Partial/Whole computation of results with Limit operator

hm873154 · March 29, 2023, 3:38pm

Hi,

I often execute my Cypher queries with the Limit clause since I work with large data graphs. The Limit clause improves significantly the matching time of my queries, but I am wondering if the whole result set is computed first and then only some rows (indicated by Limit) are returned, or the Neo4j computes only necessary matches that fulfill the value of Limit.
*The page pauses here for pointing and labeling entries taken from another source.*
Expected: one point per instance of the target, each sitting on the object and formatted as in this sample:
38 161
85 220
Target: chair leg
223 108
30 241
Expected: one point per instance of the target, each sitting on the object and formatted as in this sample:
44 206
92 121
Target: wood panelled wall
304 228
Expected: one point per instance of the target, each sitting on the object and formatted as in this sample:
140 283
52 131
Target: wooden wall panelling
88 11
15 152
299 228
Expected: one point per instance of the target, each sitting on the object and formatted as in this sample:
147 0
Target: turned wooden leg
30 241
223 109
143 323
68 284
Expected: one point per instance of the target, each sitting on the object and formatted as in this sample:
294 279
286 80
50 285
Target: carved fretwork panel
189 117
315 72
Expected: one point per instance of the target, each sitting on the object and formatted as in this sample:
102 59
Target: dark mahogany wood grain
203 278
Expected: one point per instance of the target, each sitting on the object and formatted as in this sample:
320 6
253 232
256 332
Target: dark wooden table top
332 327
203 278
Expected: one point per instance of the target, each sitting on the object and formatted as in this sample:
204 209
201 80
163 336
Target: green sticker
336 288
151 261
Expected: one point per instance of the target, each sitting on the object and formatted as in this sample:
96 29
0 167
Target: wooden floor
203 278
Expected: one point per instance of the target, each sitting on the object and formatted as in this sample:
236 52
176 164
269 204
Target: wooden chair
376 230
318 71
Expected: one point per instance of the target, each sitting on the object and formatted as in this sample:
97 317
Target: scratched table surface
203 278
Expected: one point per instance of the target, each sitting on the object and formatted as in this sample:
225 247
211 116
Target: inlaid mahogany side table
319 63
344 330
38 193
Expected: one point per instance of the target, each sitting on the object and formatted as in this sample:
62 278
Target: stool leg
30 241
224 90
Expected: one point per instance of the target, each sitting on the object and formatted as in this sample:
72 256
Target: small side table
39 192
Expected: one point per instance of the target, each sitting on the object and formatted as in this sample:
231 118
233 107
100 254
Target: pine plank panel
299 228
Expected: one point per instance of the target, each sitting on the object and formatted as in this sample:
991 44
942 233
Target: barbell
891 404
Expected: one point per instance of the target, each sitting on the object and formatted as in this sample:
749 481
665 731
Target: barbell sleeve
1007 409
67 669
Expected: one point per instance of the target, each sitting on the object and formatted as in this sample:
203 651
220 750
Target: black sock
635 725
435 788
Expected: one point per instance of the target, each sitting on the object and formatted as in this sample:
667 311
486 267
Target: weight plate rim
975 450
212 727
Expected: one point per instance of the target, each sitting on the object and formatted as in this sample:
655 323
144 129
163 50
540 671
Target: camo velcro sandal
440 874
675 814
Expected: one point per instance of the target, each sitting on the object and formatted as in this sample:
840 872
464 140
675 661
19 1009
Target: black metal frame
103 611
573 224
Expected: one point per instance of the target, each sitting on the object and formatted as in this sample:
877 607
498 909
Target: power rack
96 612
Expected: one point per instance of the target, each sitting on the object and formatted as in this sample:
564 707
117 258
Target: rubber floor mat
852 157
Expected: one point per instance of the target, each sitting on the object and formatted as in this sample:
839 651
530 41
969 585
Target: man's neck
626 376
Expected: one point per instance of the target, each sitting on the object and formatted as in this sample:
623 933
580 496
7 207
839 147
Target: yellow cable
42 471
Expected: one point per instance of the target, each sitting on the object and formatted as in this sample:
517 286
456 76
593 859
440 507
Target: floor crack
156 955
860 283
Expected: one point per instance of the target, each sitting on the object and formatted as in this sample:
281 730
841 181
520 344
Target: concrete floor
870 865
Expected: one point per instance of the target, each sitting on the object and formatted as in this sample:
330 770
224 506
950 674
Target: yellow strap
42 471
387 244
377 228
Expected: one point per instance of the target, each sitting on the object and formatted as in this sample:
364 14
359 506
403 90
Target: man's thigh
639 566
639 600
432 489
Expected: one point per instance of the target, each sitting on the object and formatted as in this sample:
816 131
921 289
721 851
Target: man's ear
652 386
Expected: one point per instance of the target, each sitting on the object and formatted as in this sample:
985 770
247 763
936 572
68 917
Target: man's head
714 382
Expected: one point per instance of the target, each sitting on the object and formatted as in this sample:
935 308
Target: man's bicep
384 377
I tried to find a response by using "Profile" but the result are the same excepting the last phase of projection.

Is there some kind of query where the whole result set is computed even by using the Limit clause ?

Thank you for your help

elaine_rosenber · March 29, 2023, 4:02pm

Hello @hm873154 ,

How much work done in the query depends on where you place the LIMIT clause.

If you place it early in the query, then it can limit the number of rows computed.

If you place it in the RETURN clause, it only limits the number of rows returned.

hm873154 · March 29, 2023, 6:05pm

Thank you for your help.

Is there some cases where the limit clause reduces number of examined result rows ? Maybe by using indexes?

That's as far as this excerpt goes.